A new ROZ model bank guarantee – at last!
The Real Estate Council of the Netherlands (the “ROZ”) published a new model bank guarantee on 4 June 2018. It can be downloaded (together with instructions) from the ROZ website.
In the light of the rulings by the Dutch Supreme Court on 14 January 2011 (Aukema q.q./Uni-invest), 15 November 2013 (Romania) and 17 February 2017 (Bouwgros), banks are in general no longer prepared to issue guarantees on the basis of the old ROZ model. They consider the risk too great that in the event of compensation for loss/harm suffered by the lessor as a result of the lessee’s insolvency (i.e. “loss owing to vacancy” [leegstandschade]), no recourse will be possible against the counter-guarantee and they will then be left to foot the bill. Each bank has therefore started to use its own model, which provides for “excluded claims”.

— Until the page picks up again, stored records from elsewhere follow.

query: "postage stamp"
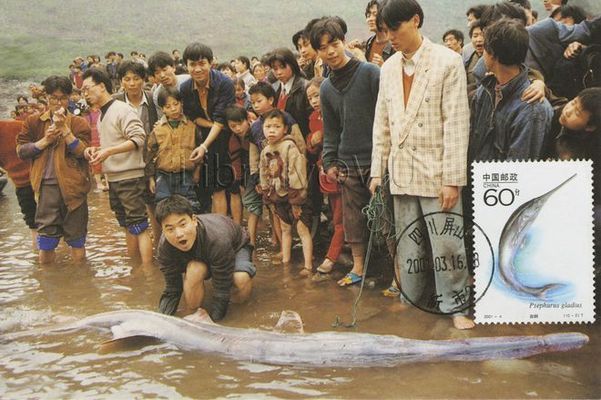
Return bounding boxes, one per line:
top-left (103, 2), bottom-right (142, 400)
top-left (472, 161), bottom-right (595, 323)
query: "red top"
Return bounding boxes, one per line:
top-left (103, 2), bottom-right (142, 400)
top-left (0, 119), bottom-right (30, 188)
top-left (307, 111), bottom-right (323, 154)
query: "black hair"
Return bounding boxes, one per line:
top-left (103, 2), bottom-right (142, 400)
top-left (465, 4), bottom-right (489, 19)
top-left (42, 75), bottom-right (73, 95)
top-left (225, 104), bottom-right (248, 122)
top-left (442, 29), bottom-right (464, 47)
top-left (267, 47), bottom-right (302, 76)
top-left (365, 0), bottom-right (382, 32)
top-left (157, 86), bottom-right (182, 108)
top-left (236, 56), bottom-right (250, 69)
top-left (379, 0), bottom-right (424, 30)
top-left (234, 78), bottom-right (246, 90)
top-left (248, 82), bottom-right (275, 101)
top-left (365, 0), bottom-right (380, 18)
top-left (117, 60), bottom-right (146, 80)
top-left (576, 87), bottom-right (601, 132)
top-left (292, 29), bottom-right (309, 50)
top-left (83, 68), bottom-right (113, 93)
top-left (309, 18), bottom-right (344, 50)
top-left (252, 62), bottom-right (263, 74)
top-left (148, 51), bottom-right (175, 75)
top-left (484, 18), bottom-right (528, 65)
top-left (551, 5), bottom-right (586, 24)
top-left (217, 62), bottom-right (234, 72)
top-left (155, 194), bottom-right (194, 224)
top-left (469, 19), bottom-right (484, 38)
top-left (305, 75), bottom-right (325, 91)
top-left (480, 1), bottom-right (528, 29)
top-left (328, 15), bottom-right (348, 35)
top-left (263, 108), bottom-right (288, 126)
top-left (182, 42), bottom-right (213, 63)
top-left (508, 0), bottom-right (532, 10)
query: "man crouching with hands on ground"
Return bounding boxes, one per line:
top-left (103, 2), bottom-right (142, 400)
top-left (156, 195), bottom-right (256, 321)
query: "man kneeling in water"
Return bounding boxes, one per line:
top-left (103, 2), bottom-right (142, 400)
top-left (156, 195), bottom-right (256, 321)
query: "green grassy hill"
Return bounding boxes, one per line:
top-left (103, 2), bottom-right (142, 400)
top-left (0, 0), bottom-right (601, 79)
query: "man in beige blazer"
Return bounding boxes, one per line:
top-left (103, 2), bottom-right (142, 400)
top-left (370, 0), bottom-right (474, 329)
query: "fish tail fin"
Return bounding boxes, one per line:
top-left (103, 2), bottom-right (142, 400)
top-left (537, 283), bottom-right (567, 300)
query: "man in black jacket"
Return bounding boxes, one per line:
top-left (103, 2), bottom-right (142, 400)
top-left (156, 195), bottom-right (256, 321)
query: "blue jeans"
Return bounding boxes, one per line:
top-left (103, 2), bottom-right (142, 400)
top-left (154, 171), bottom-right (200, 213)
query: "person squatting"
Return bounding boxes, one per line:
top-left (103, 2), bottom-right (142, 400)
top-left (9, 0), bottom-right (601, 329)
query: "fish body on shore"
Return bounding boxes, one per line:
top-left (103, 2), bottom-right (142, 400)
top-left (0, 310), bottom-right (588, 368)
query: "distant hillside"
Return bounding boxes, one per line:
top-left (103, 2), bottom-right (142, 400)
top-left (0, 0), bottom-right (601, 79)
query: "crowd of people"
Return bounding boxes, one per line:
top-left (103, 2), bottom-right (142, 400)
top-left (2, 0), bottom-right (601, 329)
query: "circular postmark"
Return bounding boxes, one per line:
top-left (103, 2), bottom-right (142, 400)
top-left (396, 211), bottom-right (495, 315)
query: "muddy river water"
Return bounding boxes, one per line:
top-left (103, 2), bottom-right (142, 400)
top-left (0, 186), bottom-right (601, 399)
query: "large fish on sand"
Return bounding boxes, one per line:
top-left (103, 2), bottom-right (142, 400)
top-left (0, 310), bottom-right (588, 367)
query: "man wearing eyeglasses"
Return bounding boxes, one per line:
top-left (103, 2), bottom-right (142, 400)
top-left (81, 68), bottom-right (152, 265)
top-left (17, 76), bottom-right (91, 264)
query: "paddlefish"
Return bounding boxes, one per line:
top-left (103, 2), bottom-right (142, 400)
top-left (499, 174), bottom-right (576, 299)
top-left (0, 310), bottom-right (588, 368)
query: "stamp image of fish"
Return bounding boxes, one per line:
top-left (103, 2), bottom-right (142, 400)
top-left (473, 161), bottom-right (594, 323)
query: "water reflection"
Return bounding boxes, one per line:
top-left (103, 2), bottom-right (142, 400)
top-left (0, 183), bottom-right (601, 399)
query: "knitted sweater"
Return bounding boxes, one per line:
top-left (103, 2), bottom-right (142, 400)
top-left (319, 62), bottom-right (380, 171)
top-left (259, 135), bottom-right (308, 204)
top-left (98, 100), bottom-right (146, 182)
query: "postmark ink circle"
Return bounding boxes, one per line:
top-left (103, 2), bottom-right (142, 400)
top-left (396, 211), bottom-right (495, 315)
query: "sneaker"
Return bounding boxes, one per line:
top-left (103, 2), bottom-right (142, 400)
top-left (382, 285), bottom-right (401, 297)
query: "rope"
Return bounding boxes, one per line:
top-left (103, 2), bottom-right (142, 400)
top-left (332, 177), bottom-right (396, 328)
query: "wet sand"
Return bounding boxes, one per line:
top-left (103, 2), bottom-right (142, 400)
top-left (0, 185), bottom-right (601, 399)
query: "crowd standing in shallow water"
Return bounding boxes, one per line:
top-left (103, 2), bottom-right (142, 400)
top-left (0, 0), bottom-right (601, 329)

In practice, this is problematical. Agreements regularly refer to the (old) ROZ model bank guarantee, without a lessee being aware that he cannot comply with it. That this can have major consequences for a lessee is clear from a judgment by the Court of Appeal in The Hague dated 16 January 2018. In that case, the lessee was required to provide a bank guarantee based on the (old) ROZ model, but instead the bank issued a bank guarantee with “excluded claims”. The lessor in question refused to accept this and demanded a bank guarantee in accordance with the agreed model. After more than six months, the lessee succeeded in having a bank guarantee issued by a different bank. Over the intervening period, however, the lessee had to pay the lessor a penalty amounting to a total of EUR 24,750. This will cease to be a problem for lessees when the new ROZ model becomes the standard bank guarantee within the market.
For lessors, the use of “excluded claims” is a disadvantage. However, in cases where a bank guarantee is required for an amount equal to the payment obligation for a period of 3 months – which is usually the case – that disadvantage is only limited. The amount of the bank guarantee is generally already “used up” before it can be applied to cover loss owing to vacancy. The new ROZ model therefore includes a provision for “excluded claims” in line with the banks’ own current models. It provides as follows:
“If the lease is terminated by notice of termination being given on the basis of one of those clauses, the following claims shall be excluded from this bank guarantee:
a. the claims for damages for loss of rent which would be due after termination of the lease by notice of termination pursuant to Section 39, Section 238 or Section 305 of the (Dutch) Bankruptcy Act [Faillissementswet], and
b. the (loss/harm) compensation claims agreed between lessee and lessor relating to loss of rent as referred to in a.”
The intention is for the new ROZ model to preclude disagreement as to which model is to be used. This does, however, require banks and lessors to actually use this new ROZ model. Unfortunately, the ROZ did not succeed in creating the new bank guarantee in consultation with the Dutch Banking Association (the “NVB”). According to the instructions for the new model, the ROZ and the NVB failed to agree on the wording of the lessor’s request for payment and on the NVB’s wish to give the bank guarantee a finite character. Those two points, incidentally, are not related to the recent rulings by the Supreme Court. Moreover, the ROZ did make some concessions with regard to the request for payment. The lessor’s request for payment will only be valid if it also comprises a written statement by the lessor or its successor(s) in title to the effect that the request does not relate to the claims as referred to under a. and b. above.
Where day-to-day leasing is concerned, it is to be hoped that the Dutch banks and lessors will endorse the new ROZ model bank guarantee, so that disagreement as to the text of the guarantee will soon be a thing of the past.